Updated Feb. 23, 6pm PST
Microsoft's plan for authentication technology in Windows 10 has been widely mis-characterized this week in the media as limited to biometrics when in fact the company is lining up a standards effort around a rich palette of strong authentication options secured by public key cryptography.
Key to that plan is the eventual support for a strong authentication protocol under development by the Fast Identity Online (FIDO) Alliance, which has just begun work on a 2.0 version.
In addition, biometrics are just one form of authentication FIDO supports. FIDO will give the Windows operating system a rich lineup of strong authentication modalities including biometrics, phone-based, USB-based, NFC, Bluetoothand TPM.
Microsoft groups those options under the term "user gestures," which include anything from a password, a button press, a PIN, a fingerprint, a face scan or a combination of those.
Confining Microsoft's intentions to biometrics drastically understates the flexibility and depth of the features Windows, and any other platform will gain via FIDO support.
Also, media reports this week of FIDO 2.0 support in Windows 10 are inaccurate as the spec is merely in a draft stage.
FIDO as an organization is focused on developing strong authentication specifications, driving adoption and eventually turning its specification development work over to a formal standards body.

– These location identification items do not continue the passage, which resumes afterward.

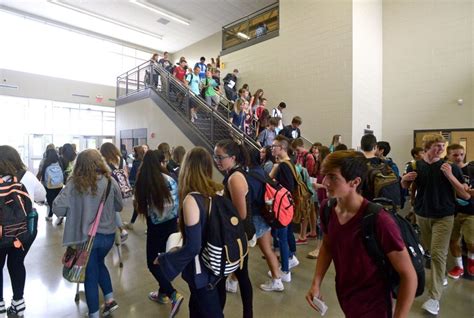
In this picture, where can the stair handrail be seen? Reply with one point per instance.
(204, 106)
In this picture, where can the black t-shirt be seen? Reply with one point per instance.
(468, 176)
(365, 188)
(435, 196)
(285, 177)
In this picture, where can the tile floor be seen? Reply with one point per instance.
(47, 294)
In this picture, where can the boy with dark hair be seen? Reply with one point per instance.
(417, 153)
(382, 150)
(230, 85)
(436, 183)
(368, 143)
(292, 131)
(277, 112)
(266, 137)
(362, 288)
(202, 67)
(464, 220)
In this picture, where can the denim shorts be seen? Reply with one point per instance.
(261, 226)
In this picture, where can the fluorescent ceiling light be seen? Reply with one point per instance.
(8, 86)
(104, 18)
(243, 36)
(161, 11)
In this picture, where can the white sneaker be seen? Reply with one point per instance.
(293, 262)
(231, 285)
(60, 220)
(253, 241)
(285, 276)
(431, 306)
(273, 285)
(123, 235)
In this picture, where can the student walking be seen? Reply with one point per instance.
(195, 188)
(79, 202)
(362, 288)
(12, 165)
(156, 197)
(232, 159)
(436, 184)
(52, 177)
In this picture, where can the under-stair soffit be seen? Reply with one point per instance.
(205, 18)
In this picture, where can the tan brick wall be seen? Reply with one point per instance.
(208, 47)
(428, 64)
(366, 69)
(309, 66)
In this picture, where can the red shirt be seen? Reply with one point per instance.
(306, 160)
(259, 111)
(361, 287)
(179, 73)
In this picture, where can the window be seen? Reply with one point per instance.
(38, 48)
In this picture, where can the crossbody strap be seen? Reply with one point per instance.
(95, 224)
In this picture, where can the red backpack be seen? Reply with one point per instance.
(279, 207)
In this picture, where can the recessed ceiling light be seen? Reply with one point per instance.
(104, 18)
(163, 21)
(8, 86)
(243, 36)
(161, 11)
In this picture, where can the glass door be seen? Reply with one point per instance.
(36, 148)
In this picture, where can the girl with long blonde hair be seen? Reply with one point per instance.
(195, 188)
(79, 202)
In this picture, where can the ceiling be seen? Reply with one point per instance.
(129, 22)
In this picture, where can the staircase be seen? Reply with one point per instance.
(176, 101)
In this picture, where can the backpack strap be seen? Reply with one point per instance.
(20, 174)
(293, 170)
(330, 203)
(369, 234)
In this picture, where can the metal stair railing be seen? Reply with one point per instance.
(211, 123)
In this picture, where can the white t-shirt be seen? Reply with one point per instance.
(277, 113)
(35, 189)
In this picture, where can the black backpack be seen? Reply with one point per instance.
(409, 236)
(203, 90)
(248, 222)
(16, 210)
(225, 244)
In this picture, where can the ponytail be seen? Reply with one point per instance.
(232, 148)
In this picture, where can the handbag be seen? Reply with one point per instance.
(76, 257)
(174, 241)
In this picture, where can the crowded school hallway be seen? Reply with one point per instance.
(210, 159)
(49, 295)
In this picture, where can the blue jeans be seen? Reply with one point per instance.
(282, 237)
(157, 235)
(96, 272)
(291, 240)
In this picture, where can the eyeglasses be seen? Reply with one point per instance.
(219, 158)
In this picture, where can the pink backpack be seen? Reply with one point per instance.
(279, 206)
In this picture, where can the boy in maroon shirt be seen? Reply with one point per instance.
(361, 286)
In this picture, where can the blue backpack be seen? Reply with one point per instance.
(54, 176)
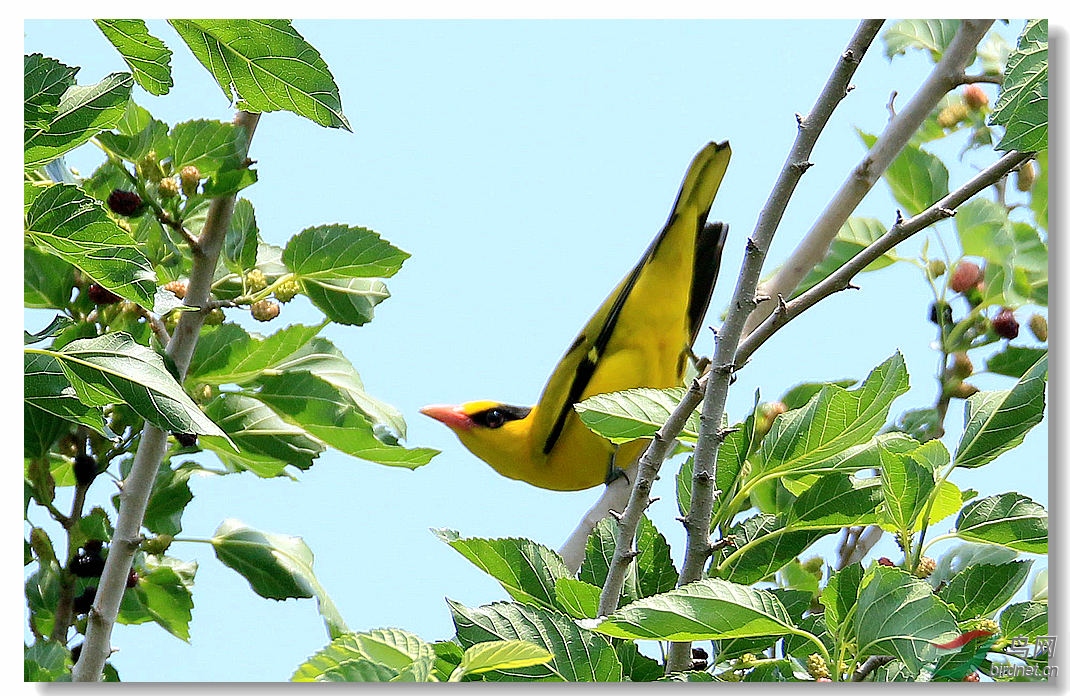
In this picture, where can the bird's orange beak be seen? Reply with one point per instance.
(452, 417)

Microsoft is a FIDO board member and Dustin Ingalls, group program manager for security and identity on the Windows team, was voted in as Alliance president during annual elections and introduced in January.
Biometrics are nothing new for Microsoft (and other OSs) as they are supported in Windows via a framework and other tools baked into current versions of the operating system.

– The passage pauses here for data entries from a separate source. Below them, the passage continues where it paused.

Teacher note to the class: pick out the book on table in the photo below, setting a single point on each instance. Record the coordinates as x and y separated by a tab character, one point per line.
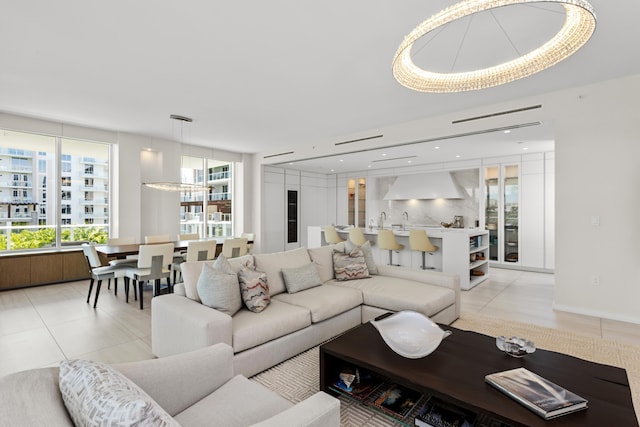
438	413
397	400
536	393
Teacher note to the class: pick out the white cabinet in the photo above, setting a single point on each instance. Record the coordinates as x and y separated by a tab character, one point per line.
466	254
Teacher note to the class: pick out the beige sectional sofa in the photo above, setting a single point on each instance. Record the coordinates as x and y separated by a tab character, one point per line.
194	389
294	322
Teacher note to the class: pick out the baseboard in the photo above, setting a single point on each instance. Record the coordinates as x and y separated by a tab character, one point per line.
596	313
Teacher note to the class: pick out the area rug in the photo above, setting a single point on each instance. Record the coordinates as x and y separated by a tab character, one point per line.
298	378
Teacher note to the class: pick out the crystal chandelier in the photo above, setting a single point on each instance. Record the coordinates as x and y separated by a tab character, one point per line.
177	186
578	27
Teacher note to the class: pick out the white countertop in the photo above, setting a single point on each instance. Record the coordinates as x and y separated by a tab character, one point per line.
432	231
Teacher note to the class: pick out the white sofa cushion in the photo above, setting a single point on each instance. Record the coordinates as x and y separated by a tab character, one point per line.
397	294
279	319
273	263
324	301
239	402
322	257
96	394
191	272
300	278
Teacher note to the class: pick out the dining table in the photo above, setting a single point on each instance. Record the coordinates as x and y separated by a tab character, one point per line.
107	252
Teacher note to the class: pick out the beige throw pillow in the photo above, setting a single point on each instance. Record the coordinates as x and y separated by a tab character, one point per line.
366	251
350	265
254	288
300	278
96	394
219	290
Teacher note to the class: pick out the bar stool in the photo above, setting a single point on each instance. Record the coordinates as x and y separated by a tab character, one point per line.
387	240
356	236
419	241
331	235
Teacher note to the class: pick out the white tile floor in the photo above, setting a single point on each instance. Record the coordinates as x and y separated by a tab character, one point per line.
43	325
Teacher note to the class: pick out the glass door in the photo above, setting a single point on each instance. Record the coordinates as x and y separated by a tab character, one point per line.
511	202
502	198
492	208
357	193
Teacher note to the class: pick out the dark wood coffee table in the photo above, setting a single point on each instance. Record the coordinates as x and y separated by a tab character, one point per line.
455	372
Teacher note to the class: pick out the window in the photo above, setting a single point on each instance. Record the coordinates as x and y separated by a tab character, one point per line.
208	213
33	166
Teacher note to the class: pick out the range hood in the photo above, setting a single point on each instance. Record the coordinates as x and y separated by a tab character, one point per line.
436	185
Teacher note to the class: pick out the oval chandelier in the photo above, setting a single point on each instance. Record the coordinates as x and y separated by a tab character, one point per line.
579	25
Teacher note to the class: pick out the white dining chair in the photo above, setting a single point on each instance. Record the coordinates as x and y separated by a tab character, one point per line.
197	250
233	248
154	264
100	272
188	236
158	238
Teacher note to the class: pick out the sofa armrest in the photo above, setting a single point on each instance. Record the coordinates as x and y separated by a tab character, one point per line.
319	410
436	278
179	325
177	382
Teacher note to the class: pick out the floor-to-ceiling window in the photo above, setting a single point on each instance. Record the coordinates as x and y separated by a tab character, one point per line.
209	212
53	191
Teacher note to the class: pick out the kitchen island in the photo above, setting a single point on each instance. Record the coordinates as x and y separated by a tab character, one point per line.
463	251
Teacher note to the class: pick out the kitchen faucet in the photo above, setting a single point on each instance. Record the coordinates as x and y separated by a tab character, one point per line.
383	217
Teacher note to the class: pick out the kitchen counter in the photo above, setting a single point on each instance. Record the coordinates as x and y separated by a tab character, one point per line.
462	251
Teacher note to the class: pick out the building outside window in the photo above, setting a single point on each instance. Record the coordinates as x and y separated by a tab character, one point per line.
28	218
209	212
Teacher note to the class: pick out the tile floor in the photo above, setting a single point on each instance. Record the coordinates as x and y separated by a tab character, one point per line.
43	325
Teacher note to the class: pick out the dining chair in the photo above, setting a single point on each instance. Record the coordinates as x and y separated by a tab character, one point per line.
130	260
154	264
158	238
250	239
387	241
197	250
356	236
419	241
233	248
331	235
100	272
188	236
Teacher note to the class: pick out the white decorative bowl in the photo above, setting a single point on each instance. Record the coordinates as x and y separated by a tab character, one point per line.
410	334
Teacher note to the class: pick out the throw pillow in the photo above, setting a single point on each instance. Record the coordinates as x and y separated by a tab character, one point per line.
350	265
254	288
96	394
300	278
368	256
219	290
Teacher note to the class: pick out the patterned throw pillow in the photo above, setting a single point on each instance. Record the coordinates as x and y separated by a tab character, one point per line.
96	394
300	278
368	256
254	288
350	265
219	290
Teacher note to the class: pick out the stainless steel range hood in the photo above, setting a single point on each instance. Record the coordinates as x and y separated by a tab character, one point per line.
436	185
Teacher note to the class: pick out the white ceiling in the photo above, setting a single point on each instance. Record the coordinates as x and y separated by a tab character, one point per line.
260	75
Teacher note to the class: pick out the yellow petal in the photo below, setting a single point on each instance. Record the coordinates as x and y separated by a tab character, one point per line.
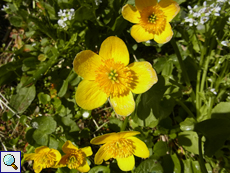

But FIDO presents Microsoft, and other adopters of FIDO, with a significant improvement over traditional biometric and authentication schemes - namely simple public key cryptography.
For example, most biometric solutions achieve authentication using a scan that is compared to a previously captured image. In general, FIDO uses a similar biometric matching scheme (with the captured image never leaving the user's device). But that matching is used only to validate a user's identity or presence. Once that action is completed, FIDO's public key cryptography is unlocked and secures a user authentication.
FIDO protocols support either replacing passwords altogether or augmenting the use of passwords with another, and stronger, authenticator.
In Windows 10, Microsoft seems committed to a number of strong authentication choices.
some coupled with a password and others as standalone authenticators. Microsoft committed its IPR to FIDO and will ship strong authentication features in its new OS based on that technology. In addition, the work is available for FIDO's 2.0 working group to include in its protocol development.
A future version of Windows is expected to support FIDO 2.0, which is evolutionary with the current FIDO 1.0 spec.
Windows won't necessarily eliminate passwords by default for a number of reasons, but a major one is cost and training of introducing an entirely new authentication flow. (Remember the outcry after Windows 8 eliminated the Start button).
Of course, the other important messages here are that Microsoft is adopting what is emerging as a viable standard, that the company has engaged with FIDO members that include Google/financial services/service providers in helping build a standard designed to thwart phishing scams and reuse of stolen passwords, that the company also will act as a relying party allowing users to "bring their own" non-Microsoft credential, and that Microsoft seems bent on giving users strong authentication options to securely log-in to applications accessed locally or in the cloud.
Now all that is needed is the bits and the required vetting.